The loss of Amos-6

A setback or an opportunity?

Amos-6 (photo credit: ISRAEL SPACE AGENCY)
Amos-6
(photo credit: ISRAEL SPACE AGENCY)
Israel’s remote sensing industry will remain in business indefinitely, due to the strategic need for spies in space, but the communications satellite (ComSat) sector is a different story.
Absent a new government policy and sufficient multiyear funding, the Amos-6 satellite that exploded earlier this month in Cape Canaveral, Florida aboard a Space-X launcher could very well be the last of the ComSats produced by state-owned IAI.
Unlike the Ofek and its Eros offspring, which weigh no more than 400 kilograms, are launched primarily from Israel and orbit Earth every 90 minutes, latest Amos satellites weigh in at 5.3 tons, are always deployed by foreign launchers, and remain in geostationary orbit at the Israeli government-procured slot of 4-degrees West longitude.
While Israel’s defense establishment and various sectors of the Israeli economy have come to rely on Amosprovided services, alternatives do exist. The government has never codified the need for a dedicated ComSat or declared the Amos-series of satellites as a national strategic asset.
Had that planned September 3 launch been successful, Tel Aviv-based Spacecom, owners and operators of the IAI-built series of Amos satellites, would most likely have consummated its planned sale to Xinwei Technology Group, a Chinese conglomerate, for $285 million in cash.
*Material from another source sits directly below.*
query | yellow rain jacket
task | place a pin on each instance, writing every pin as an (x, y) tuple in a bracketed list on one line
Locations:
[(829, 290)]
Once Spacecom was in Chinese hands, the Israeli government would have had significantly reduced influence, not only on the services it receives from the transmitting spacecraft, but on the companies it selects to build follow-up satellites in the Amos line.
Like ImageSat International, the company created to vector additional demand for locally built imaging satellites, Spacecom is an IAI spinoff, an entity born from the desire to promote Israel’s ComSat sector.
IAI sold off its shares of Spacecom in 2010 for reasons that are still unclear to its CEO, Yossi Weiss. “I don’t know why we sold our shares. It must have been for a good reason,” he said.
Since then, the publicly traded Tel Aviv-based satellite operator has made clear that its first duty is to its shareholders. If IAI cannot prove competitive – as was the case with Amos-5, a satellite ultimately awarded to a Russian firm – Spacecom is not obliged to sustain this sector of Israel’s satellite industry.
Weiss says IAI is developing a small, electrically powered ComSat projected to weigh less than half and cost “tens of percents” less than comparable spacecraft on today’s market. But due to nonexistent quantities of scale, he says IAI will need $40 million to $50 million annually to remain globally competitive.
Science, Technology and Space Minister Ofer Akunis has pledged to pursue government action aimed at retaining Israel’s indigenous ComSat capabilities. And experts at Israel’s Fisher Institute for Strategic Air and Space Studies are urging the government to declare a national need for a dedicated ComSat.
Only time will tell if the launch pad loss of Amos-6 is an irreversible strategic setback or an opportunity to revive and secure Israel’s ComSat sector.